OK, KA24E in 1990 Stanza. Friends car, up and started making severe noise from engine and stopped running. As I figured, seeing as KA24E's are plagued with timing chain issues, the engine had timing chain problems...the tensioner had gone ka-put, but chain did not jump yet. Here is the interesting problem...engine would not fire. Checked fuel..good. Checked Spark...found minor problem replaced cap/rotor all good now. Engine still wont run. Cant seem to get compression out of cylinders. Checked it with compression tool nothing in any of the cylinders...thought tester might be bad. put finger over spark plug holes got nothing, removed finger can feel air pushing out. Tried oil in the cylinders with compression tester again..nothing. Pulled head off, nothing out of the ordinary, cylinder walls look great. Pulled pan off(pain the a$$) nothing in pan (pieces of rings metal etc) everything looks good in lower end, even plasti-guaged and everything good. WHERE THE HELL DID THE COMPRESSION GO!!! Anyone got any ideas?


----------



## rogoman (Dec 16, 2004)

Since the motor made a severe noise, it sounds like the timing chain jumped several teeth and many valves got bent in the process. When the chain tensioner fails, it's pretty much a guarantee the chain will jump many teeth.
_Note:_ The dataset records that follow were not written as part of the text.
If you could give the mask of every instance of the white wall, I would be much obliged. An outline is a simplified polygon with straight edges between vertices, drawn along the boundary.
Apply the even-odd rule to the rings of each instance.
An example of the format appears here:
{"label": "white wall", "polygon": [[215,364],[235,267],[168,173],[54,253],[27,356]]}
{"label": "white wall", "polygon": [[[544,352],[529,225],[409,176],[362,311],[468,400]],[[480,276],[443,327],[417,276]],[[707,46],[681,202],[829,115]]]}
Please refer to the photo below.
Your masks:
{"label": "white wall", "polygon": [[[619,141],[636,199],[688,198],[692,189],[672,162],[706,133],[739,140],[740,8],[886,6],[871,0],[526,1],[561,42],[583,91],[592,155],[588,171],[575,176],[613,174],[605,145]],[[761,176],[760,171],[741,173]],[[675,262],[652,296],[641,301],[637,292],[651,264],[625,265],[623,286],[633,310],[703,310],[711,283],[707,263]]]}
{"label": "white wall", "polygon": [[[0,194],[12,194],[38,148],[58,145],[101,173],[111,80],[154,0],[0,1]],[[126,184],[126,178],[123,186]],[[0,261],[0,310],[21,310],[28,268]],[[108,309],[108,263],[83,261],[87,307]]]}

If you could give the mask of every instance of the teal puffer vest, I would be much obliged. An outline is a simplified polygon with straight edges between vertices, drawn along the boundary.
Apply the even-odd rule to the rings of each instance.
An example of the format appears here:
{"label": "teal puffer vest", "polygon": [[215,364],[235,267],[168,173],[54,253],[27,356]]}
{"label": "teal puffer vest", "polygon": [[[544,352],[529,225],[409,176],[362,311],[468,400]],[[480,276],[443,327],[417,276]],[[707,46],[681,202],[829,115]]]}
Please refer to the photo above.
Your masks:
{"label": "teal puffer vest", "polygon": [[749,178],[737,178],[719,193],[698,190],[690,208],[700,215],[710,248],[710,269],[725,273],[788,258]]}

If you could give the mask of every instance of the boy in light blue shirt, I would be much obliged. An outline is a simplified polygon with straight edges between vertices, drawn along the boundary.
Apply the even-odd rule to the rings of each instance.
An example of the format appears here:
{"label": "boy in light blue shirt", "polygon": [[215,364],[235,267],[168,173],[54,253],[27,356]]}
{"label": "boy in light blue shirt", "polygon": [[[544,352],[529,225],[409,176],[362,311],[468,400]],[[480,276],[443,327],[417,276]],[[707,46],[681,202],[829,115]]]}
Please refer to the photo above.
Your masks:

With many bent valves, there will be no compression in the cylinders.


----------



## rdixiemiller (Mar 6, 2008)

Turn the head over. Turn the timing gear until #1 has both valves closed. Pour some gasoline into the combustion chamber. If the valves are bent, it will run through and come out the port. Repeat on the rest of the combustion chambers. Chances are you bent the intake valves. Can you see kiss marks on the piston tops?


----------